It is, of course, a cliché to suggest that the Fast & Furious franchise is “about family.” Of course they are about family. Dominic Toretto never stops talking about how it is “about family.” The entire heart of the film franchise is that it’s “about family.” It arguably has been from the start, with the simmering attraction between undercover cop Brian O’Conner and Mia Toretto in The Fast and the Furious. In that first film, Brian doesn’t merely befriend the criminal that he is supposed to catch, he becomes family with him. The two men become (ironically) something close to brothers-in-law as much as brothers-at-arms. Over the course of the series, Dominic offers such pearls of wisdom as “you don’t turn your back on your family” in The Fate of the Furious.

Family runs through the film franchise. Owen Shaw, the villain of Fast and Furious 6, is revealed to be the brother of Deckard Shaw, the villain of Furious Seven. The series hinges on soap opera plot dynamics like amnesia and betrayal, all of which emphasising the importance of these familial ties in mapping out the world that these characters operate. However, “family” is more than just a word that drives the plots of these movies, as much as those plots can be said to exist. It is also an important thematic element. The films frequently feature extended sequences at family gatherings, such as barbecues and parties. (Indeed, the franchise seems to evoke almost a Pavlovian response between the words “family” and “Corona.”)

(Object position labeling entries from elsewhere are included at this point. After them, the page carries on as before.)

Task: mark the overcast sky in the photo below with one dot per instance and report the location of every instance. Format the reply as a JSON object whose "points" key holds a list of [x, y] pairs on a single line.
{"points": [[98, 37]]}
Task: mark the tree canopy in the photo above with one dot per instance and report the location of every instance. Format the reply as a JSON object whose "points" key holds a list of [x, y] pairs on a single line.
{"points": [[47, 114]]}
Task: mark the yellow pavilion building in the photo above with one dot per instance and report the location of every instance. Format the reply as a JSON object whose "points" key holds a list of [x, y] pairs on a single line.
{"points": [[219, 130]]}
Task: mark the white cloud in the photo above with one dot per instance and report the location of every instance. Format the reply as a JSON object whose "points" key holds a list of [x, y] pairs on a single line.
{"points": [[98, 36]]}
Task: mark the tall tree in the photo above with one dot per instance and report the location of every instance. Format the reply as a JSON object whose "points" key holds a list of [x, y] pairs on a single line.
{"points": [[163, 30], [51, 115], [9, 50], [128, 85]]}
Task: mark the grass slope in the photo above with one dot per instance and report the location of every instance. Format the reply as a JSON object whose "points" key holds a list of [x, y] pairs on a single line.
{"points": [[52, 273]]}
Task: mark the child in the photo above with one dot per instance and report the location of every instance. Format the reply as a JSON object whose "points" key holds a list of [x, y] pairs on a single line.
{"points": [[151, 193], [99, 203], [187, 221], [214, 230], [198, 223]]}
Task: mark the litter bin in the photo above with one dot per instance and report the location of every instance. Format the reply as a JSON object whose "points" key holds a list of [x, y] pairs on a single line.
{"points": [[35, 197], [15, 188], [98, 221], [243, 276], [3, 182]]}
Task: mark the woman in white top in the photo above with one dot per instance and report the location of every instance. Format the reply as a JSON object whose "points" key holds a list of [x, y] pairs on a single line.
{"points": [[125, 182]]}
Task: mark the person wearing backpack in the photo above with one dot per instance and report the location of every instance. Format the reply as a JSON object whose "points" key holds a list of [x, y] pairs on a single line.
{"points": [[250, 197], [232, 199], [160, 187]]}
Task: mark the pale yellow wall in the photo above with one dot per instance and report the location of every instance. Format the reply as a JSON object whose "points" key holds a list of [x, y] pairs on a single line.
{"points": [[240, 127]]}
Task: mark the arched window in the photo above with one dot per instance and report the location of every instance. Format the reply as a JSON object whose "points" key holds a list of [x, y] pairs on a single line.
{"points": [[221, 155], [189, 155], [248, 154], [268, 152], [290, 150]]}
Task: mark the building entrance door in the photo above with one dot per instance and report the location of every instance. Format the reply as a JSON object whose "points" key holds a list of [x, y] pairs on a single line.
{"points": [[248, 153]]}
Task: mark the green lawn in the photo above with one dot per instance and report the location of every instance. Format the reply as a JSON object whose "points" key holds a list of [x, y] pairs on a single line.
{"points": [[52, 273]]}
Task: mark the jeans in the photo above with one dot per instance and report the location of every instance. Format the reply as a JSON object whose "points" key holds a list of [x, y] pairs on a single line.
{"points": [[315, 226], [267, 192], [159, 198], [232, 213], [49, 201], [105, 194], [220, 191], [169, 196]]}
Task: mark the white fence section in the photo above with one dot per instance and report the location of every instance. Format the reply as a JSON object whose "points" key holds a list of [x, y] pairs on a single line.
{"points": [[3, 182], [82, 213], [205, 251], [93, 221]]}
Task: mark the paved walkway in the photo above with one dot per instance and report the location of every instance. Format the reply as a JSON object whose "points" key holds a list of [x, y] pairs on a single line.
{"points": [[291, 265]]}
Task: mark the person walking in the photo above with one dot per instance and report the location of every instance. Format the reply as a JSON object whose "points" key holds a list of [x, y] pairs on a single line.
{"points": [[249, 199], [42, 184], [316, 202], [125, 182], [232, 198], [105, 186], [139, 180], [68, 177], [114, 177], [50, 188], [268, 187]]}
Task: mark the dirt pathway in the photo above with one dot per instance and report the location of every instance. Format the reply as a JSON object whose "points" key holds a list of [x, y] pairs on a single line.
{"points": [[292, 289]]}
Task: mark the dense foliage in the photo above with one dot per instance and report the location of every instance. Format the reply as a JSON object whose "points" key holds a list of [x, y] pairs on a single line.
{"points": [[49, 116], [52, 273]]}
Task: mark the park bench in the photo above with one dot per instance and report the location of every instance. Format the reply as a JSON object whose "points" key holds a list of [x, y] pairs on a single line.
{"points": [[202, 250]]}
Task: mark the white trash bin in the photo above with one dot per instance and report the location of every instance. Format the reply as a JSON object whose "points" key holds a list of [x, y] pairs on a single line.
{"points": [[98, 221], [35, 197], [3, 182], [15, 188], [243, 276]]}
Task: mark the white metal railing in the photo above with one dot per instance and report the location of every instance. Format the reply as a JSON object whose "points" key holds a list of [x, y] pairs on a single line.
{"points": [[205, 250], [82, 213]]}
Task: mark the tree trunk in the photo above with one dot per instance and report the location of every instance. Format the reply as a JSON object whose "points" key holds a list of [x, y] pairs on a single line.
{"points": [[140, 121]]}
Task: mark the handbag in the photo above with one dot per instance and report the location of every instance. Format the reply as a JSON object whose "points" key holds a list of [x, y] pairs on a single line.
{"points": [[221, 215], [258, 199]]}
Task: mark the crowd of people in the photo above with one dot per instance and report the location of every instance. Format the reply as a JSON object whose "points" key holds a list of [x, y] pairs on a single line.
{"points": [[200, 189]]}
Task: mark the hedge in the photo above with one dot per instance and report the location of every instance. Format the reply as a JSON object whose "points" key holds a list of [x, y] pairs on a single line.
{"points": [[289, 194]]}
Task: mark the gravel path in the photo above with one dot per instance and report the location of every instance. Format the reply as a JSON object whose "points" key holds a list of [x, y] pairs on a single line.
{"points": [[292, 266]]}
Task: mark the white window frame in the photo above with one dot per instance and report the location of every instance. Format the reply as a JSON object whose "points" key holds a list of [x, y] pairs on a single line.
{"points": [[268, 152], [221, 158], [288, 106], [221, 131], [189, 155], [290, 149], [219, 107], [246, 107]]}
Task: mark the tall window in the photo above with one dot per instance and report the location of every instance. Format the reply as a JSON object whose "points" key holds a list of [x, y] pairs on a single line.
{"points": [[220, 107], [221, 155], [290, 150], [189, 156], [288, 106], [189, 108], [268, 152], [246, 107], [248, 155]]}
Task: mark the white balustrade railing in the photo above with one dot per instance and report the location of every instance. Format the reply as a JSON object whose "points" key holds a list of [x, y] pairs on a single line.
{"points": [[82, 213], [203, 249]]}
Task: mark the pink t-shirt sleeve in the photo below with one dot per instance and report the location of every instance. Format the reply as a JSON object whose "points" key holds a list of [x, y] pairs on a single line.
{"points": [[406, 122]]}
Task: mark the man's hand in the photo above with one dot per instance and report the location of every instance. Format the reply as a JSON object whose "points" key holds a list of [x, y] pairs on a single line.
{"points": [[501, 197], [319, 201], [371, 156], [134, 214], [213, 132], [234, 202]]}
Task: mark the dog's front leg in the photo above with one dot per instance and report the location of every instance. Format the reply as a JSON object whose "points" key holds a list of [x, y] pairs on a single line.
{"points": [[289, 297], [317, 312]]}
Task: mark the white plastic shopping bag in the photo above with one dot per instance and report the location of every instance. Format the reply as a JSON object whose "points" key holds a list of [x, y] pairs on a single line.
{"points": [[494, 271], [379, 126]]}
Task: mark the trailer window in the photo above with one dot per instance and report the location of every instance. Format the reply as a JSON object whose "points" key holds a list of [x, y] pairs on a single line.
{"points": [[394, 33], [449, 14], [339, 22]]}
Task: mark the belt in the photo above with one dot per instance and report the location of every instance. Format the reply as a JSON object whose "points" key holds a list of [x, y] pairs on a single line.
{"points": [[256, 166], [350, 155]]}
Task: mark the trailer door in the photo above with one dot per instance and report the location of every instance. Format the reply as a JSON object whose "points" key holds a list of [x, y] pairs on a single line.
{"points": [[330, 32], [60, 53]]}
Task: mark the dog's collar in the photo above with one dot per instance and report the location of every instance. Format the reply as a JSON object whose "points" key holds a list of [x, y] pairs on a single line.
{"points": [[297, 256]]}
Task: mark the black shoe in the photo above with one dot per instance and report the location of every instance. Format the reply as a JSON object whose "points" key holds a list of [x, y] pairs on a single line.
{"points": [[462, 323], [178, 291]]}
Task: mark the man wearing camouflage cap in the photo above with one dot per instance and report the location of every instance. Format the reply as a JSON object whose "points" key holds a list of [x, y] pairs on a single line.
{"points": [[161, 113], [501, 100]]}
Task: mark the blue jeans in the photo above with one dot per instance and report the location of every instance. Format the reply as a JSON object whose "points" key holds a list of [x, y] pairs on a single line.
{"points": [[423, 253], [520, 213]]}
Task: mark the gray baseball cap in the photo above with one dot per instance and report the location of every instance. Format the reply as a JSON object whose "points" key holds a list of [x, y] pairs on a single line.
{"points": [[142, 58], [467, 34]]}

However, while the Fast and Furious franchise is perhaps the franchise most overtly and obviously committed to the theme of “family”, and certainly the film franchise with the most frequent articulation of the concept, it is far from the only example. Modern cinema, particularly modern popular cinema, seems obsessed with the notion of family. In particular, contemporary big budget films are very much engaged with the idea of “found family” much more than biological family. It is interesting to wonder why modern pop culture seems so fixated on the idea of “found family”, to the point that it dominates so much cinematic real estate.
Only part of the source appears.